War. It’s happening in too many places, and it’s the innocent civilians who always suffer most.
Going to iftars more than an hour away both Friday and Saturday meant I soaked up more of the Ramadan spirit and community than I might have otherwise, but it also meant less time to write, so I’m catching up on my entries now. I’m encouraging myself to post every day of Ramadan, not out of external pressure but out of genuine curiosity about what happens when I commit to a practice and simply let it unfold.
I started my morning with an incredibly gentle yoga practice as part of the Rahma Ramadan Circle, led by a friend. It was exactly what I needed to ease into the day, feeling a little more at home in my body.
My son has had a phone ban for the past week, and it has been quite a struggle at home. We definitely absorb each other’s energies, and when he doesn’t get what he wants, namely the screen, the friction ripples through the whole house. Without his phone, he ends up restless and pestering, cycling through layers of boredom. Honestly, it wears on me, too. Our biggest battle at home is about screens, and some days it feels like an unsolvable problem. Raising a neurodivergent kid comes with its challenges alongside many genuine blessings, and I keep coming back to the reminder that I am doing the best I can, and the hugs help me keep going.

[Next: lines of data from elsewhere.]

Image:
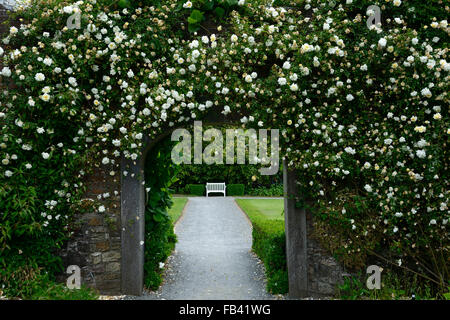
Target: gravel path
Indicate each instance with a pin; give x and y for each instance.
(212, 259)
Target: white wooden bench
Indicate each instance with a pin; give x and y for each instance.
(215, 187)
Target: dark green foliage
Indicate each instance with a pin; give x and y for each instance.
(196, 189)
(160, 238)
(275, 190)
(31, 282)
(235, 190)
(269, 243)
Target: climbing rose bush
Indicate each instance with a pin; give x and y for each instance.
(363, 111)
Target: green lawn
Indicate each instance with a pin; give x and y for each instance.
(177, 208)
(270, 209)
(269, 239)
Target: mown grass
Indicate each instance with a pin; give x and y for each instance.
(177, 208)
(269, 239)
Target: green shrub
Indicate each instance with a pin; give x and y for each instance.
(269, 243)
(235, 190)
(31, 283)
(160, 238)
(275, 190)
(196, 189)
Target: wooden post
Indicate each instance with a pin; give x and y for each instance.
(296, 238)
(133, 226)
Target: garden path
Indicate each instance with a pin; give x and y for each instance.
(213, 258)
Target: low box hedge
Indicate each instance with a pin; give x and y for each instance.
(269, 243)
(196, 189)
(235, 190)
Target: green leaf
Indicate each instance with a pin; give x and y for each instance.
(193, 27)
(124, 4)
(220, 12)
(197, 16)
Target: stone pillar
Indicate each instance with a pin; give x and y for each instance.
(133, 226)
(296, 237)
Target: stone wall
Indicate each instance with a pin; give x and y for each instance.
(96, 243)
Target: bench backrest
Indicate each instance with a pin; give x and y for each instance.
(215, 186)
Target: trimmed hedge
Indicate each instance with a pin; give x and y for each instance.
(269, 243)
(235, 190)
(196, 189)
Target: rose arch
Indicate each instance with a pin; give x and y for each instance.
(89, 86)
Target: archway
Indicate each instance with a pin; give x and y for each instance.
(307, 275)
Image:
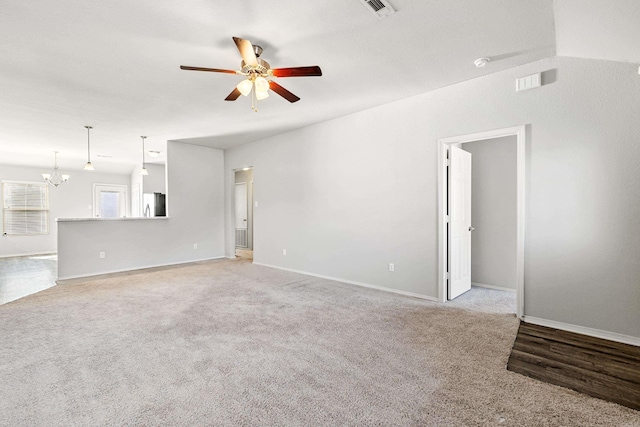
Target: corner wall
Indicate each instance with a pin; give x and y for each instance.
(348, 196)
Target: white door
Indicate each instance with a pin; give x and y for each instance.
(459, 200)
(109, 201)
(135, 200)
(242, 240)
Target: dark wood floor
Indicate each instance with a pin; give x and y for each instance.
(600, 368)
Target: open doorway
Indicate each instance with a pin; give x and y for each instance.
(455, 227)
(243, 208)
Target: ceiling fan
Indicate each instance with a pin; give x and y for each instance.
(257, 72)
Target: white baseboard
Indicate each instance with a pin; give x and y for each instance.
(596, 333)
(28, 254)
(146, 267)
(352, 282)
(497, 288)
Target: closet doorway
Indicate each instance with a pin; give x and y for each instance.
(243, 213)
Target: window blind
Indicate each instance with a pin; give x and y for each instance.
(25, 209)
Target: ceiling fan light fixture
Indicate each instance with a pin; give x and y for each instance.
(245, 87)
(262, 85)
(55, 178)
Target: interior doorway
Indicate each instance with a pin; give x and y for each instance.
(455, 228)
(243, 213)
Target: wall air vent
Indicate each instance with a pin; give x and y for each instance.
(380, 8)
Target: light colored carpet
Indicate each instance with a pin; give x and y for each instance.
(229, 343)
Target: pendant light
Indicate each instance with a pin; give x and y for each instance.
(55, 178)
(144, 170)
(88, 166)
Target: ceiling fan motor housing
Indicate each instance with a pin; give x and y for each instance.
(262, 68)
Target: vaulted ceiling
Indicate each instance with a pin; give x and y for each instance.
(115, 64)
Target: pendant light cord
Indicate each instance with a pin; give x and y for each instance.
(88, 144)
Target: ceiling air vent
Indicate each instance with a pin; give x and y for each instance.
(380, 8)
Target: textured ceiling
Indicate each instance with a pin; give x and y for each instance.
(598, 29)
(115, 65)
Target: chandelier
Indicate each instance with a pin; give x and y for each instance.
(55, 178)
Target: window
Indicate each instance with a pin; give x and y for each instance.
(25, 208)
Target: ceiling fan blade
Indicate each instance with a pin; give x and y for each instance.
(283, 92)
(213, 70)
(297, 71)
(233, 95)
(246, 50)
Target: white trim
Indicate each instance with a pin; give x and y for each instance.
(144, 267)
(596, 333)
(520, 133)
(352, 282)
(28, 254)
(497, 288)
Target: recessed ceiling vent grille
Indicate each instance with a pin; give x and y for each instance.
(380, 8)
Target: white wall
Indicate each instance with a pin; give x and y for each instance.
(155, 182)
(348, 196)
(196, 216)
(493, 211)
(74, 199)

I took a slow walk around my neighborhood to ground myself and notice the small things. The wispy magenta petals of a flowering bush, tissue-paper thin and trembling in the breeze, pulled me momentarily out of my own head and out of the world’s noise.
Throughout the day, my mind kept drifting to countries far from here, places I’ve actually lived in, and where I came to know some of the kindest, most generous people I’ve ever met. And then I scroll and see something that makes my brain short-circuit, like Iranians in the Western diaspora holding rallies to praise Netanyahu for bombing their homeland. I genuinely don’t know how to hold that. Plus a lot of other cognitive dissonance of how people operate and perceive the world. The gap between lived experience and what gets amplified in media and politics can make it feel like we are all inhabiting completely different realities.

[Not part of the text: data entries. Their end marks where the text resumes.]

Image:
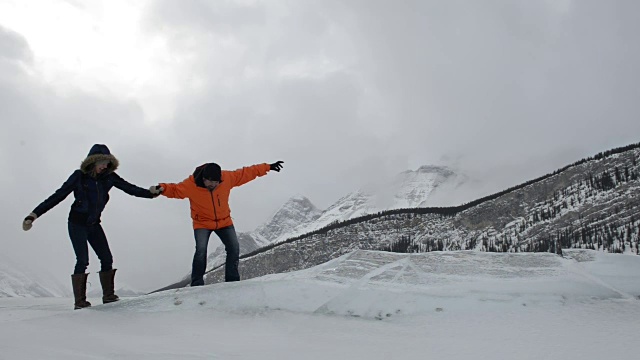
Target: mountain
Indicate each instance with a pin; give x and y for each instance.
(298, 215)
(593, 203)
(15, 283)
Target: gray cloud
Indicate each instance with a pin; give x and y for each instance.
(345, 93)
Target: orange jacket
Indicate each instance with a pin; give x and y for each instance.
(210, 209)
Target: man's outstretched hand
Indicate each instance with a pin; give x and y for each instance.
(276, 166)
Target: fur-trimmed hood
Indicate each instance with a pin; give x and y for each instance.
(99, 152)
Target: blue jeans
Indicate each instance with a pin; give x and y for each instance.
(230, 240)
(93, 235)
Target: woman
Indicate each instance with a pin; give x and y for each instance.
(90, 186)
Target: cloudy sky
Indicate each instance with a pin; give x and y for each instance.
(345, 92)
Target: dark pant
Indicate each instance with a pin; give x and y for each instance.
(230, 241)
(94, 235)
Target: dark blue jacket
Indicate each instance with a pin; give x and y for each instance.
(91, 192)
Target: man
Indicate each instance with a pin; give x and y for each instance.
(208, 190)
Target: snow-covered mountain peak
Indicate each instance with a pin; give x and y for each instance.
(295, 211)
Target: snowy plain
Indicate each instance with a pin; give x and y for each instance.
(363, 305)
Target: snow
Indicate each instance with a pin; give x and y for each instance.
(363, 305)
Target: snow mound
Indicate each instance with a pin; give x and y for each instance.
(380, 285)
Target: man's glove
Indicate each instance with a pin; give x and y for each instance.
(28, 221)
(156, 190)
(276, 166)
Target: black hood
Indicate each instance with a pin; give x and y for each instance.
(99, 152)
(209, 171)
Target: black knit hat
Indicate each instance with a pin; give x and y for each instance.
(212, 172)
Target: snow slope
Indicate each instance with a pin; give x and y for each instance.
(363, 305)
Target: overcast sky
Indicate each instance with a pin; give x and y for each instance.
(345, 92)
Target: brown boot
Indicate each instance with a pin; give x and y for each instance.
(79, 283)
(106, 280)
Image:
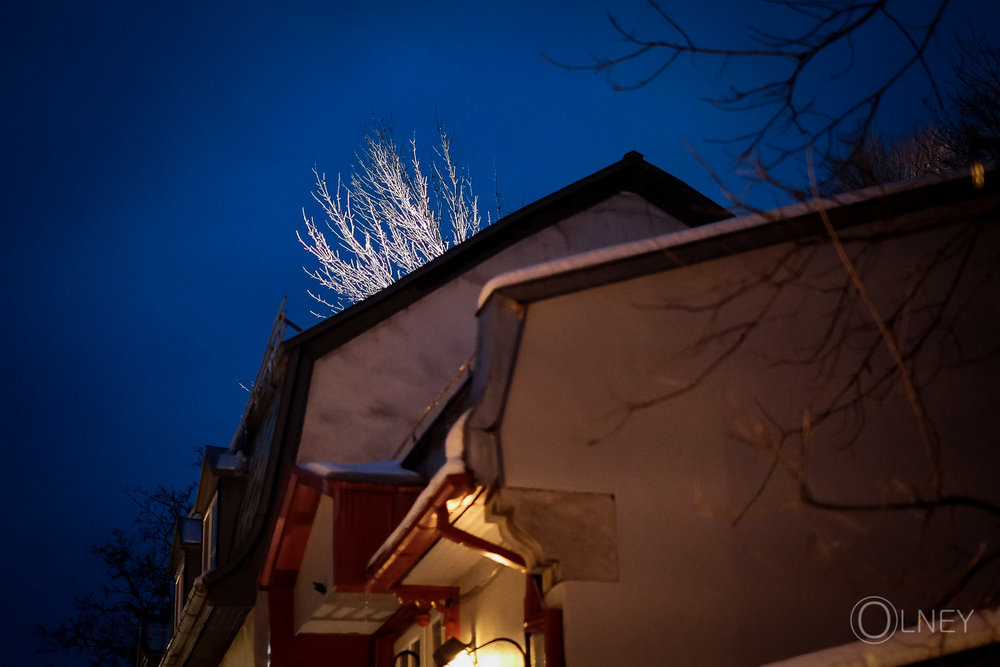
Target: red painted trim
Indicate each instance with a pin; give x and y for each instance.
(291, 533)
(544, 621)
(310, 650)
(446, 599)
(365, 514)
(410, 547)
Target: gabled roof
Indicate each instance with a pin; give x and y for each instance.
(226, 585)
(933, 197)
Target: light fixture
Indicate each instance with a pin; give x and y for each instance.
(453, 650)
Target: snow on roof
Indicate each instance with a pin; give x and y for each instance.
(665, 242)
(382, 472)
(190, 530)
(454, 464)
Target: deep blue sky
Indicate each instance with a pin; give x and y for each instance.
(156, 157)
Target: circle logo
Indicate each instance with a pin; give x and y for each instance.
(874, 619)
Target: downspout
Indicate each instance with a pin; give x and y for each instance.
(494, 552)
(193, 619)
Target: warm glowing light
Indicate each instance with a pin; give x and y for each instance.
(463, 659)
(457, 503)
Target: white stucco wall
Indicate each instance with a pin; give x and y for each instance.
(418, 351)
(696, 586)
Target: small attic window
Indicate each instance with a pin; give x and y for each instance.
(210, 536)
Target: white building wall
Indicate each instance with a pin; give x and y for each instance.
(418, 351)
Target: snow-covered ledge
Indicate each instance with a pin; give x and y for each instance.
(909, 645)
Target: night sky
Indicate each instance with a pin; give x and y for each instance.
(157, 156)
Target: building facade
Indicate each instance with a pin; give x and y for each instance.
(620, 428)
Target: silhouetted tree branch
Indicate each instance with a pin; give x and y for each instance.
(801, 103)
(105, 622)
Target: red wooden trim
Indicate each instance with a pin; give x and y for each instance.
(494, 552)
(544, 621)
(291, 532)
(417, 540)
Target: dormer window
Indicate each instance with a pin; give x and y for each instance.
(210, 536)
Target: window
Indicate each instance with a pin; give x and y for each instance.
(210, 536)
(416, 646)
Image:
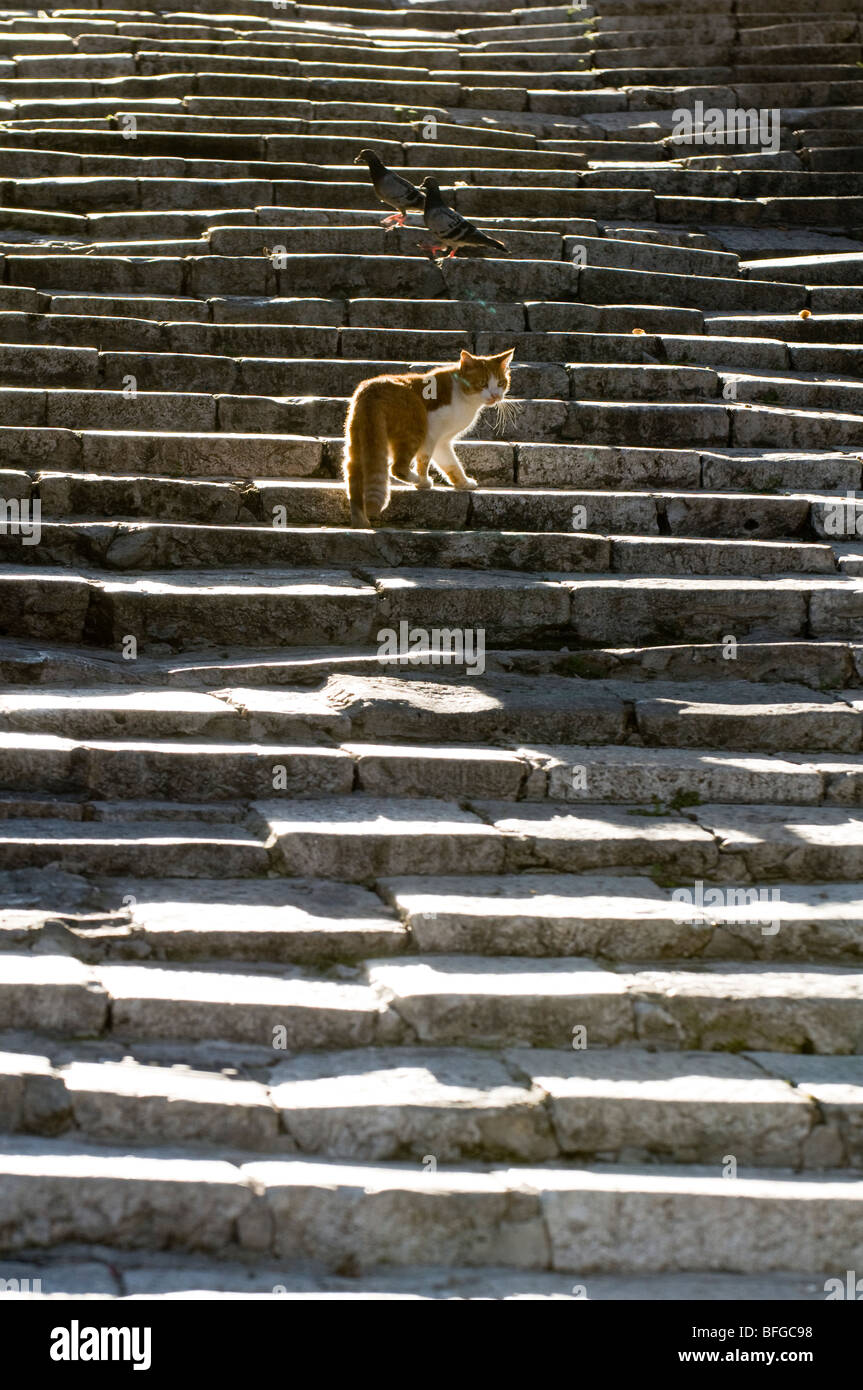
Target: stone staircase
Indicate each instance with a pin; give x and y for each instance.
(535, 973)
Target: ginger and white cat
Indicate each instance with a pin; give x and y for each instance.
(416, 416)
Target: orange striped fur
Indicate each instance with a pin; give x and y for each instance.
(417, 416)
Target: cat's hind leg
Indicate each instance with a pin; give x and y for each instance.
(403, 452)
(446, 460)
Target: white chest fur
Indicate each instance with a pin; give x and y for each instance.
(450, 420)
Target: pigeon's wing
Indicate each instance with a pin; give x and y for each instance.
(445, 221)
(395, 189)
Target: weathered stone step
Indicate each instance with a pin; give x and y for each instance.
(170, 1002)
(157, 848)
(243, 152)
(168, 1275)
(626, 918)
(589, 419)
(117, 545)
(844, 268)
(820, 665)
(538, 1218)
(306, 922)
(203, 609)
(380, 1104)
(817, 328)
(494, 709)
(439, 1000)
(185, 455)
(289, 506)
(538, 464)
(471, 1000)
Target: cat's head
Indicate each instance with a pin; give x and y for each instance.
(487, 377)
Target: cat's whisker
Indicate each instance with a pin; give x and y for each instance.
(506, 410)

In the afternoon, I was feeling pulled toward the couch but also toward community, so I gave myself a gentle push and made the long drive to the East Bay. I’m glad I did. I ended up at a church in Berkeley, which is actually a fairly common arrangement in the U.S. for non-mainstream Muslims, including Sufis, who sometimes rent temporary spaces from churches because they tend to be more accommodating than mosques for those who want to gather without the cultural gatekeeping and restrictions that can come with more traditional spaces.
There was something comforting about breaking fast and praying alongside Muslims who hold more expansive views of the tradition. I hesitate to use the word “progressive” because every label is limiting, but I am aligned with much of what this community values. These gatherings draw Muslims from all walks of life, including those still working out their relationship to Islam, those full of questions, those from the queer community, and everyone in between.
It was, in the most tender sense, a gathering of Muslim misfits. People who still love this tradition deeply but have struggled to find a place where they belong within mainstream Muslim communities. As we watched the sun sink over the Bay Area from the Berkeley hills, the Golden Gate Bridge shimmered in the last light, and deep oranges, purples, and golds bled across the sky, highlighting the silhouette of the city of my childhood. A man stepped forward and gave the adhan, his voice rising, filling the room with reminders to come to prayer, and we gathered together for Maghrib prayer.
War is on my mind, and I suspect it’s on yours too. I find moments of presence and even delight throughout the day, and then I remember what is happening elsewhere in the world. What are you doing to stay grounded while also bearing witness to the terror faced by our brothers and sisters abroad?